Is there a small perturbation on the code below that applies the values of x and y individually against f?

```
f <- function(x, y) {
A <- data_frame(a = x*runif(100) - y)
B <- data_frame(b = A$a - rnorm(100)*y)
sum(A$a) - sum(B$b)
}
X <- expand.grid(x = 1:10, y = 2:8)
X %>% mutate(z = f(x, y))
```

I had hoped `ddply`

might make this easier.

EDIT: This seems to behave as intended:

```
X %>% ddply(.(x, y), transform, z = f(x, y))
```

# Best How To :

Let's rewrite your function to do the same thing without the `data_frame`

calls, just using vectors will be faster:

```
f <- function(x, y) {
a = x * runif(100) - y
b = a - rnorm(100) * y
sum(a) - sum(b)
}
```

Since you want to apply this to every row, you could do it with `plyr`

or `dplyr`

. These tools are made for "split-apply-combine", where you you split a data frame into pieces by some grouper, do something to each piece, and put it back together.

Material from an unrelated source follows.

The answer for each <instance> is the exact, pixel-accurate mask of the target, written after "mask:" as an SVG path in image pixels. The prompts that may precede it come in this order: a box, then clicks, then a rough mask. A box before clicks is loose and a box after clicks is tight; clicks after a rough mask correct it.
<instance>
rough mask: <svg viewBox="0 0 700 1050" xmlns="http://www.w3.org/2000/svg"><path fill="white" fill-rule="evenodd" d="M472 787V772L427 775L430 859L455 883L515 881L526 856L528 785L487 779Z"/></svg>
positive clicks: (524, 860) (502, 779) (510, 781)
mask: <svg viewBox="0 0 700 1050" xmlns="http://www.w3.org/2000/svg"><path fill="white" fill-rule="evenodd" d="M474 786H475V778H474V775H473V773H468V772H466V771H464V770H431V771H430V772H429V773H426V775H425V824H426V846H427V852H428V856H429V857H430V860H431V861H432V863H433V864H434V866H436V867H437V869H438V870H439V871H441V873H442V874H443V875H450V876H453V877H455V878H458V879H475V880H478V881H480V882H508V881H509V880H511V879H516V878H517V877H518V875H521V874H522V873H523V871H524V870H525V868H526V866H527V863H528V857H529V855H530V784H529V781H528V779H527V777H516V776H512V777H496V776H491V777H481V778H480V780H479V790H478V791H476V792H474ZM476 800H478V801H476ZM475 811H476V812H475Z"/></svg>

You want to something to every individual row, so we set both `x`

and `y`

as grouping variables, which works because a combination of x and y uniquely defines a row:

```
# plyr
ddply(X, .(x, y), plyr::mutate, z = f(x, y))
# dplyr
group_by(X, x, y) %>% dplyr::mutate(z = f(x, y))
```

For both `plyr`

and `dplyr`

, the `mutate`

function is used because you want to add a column to an existing data frame, keeping the same number of rows. The other common function to use is `summarize`

, which is used when you want to condense groups that have multiple rows into a single summary row. `mutate`

is very similar to `base::transform`

.

There is really no advantage to using `plyr`

for data frame manipulation, `dplyr`

is faster and most people think easier to understand. It really shines when you have more complex manipulations and are using groups rather than individual rows. For individual rows, the base function `mapply`

works well:

```
X$z = mapply(f, X$x, X$y)
```

(thanks to @jeremycg in the comments). You can use `dplyr`

but there's no reason to do so in this case.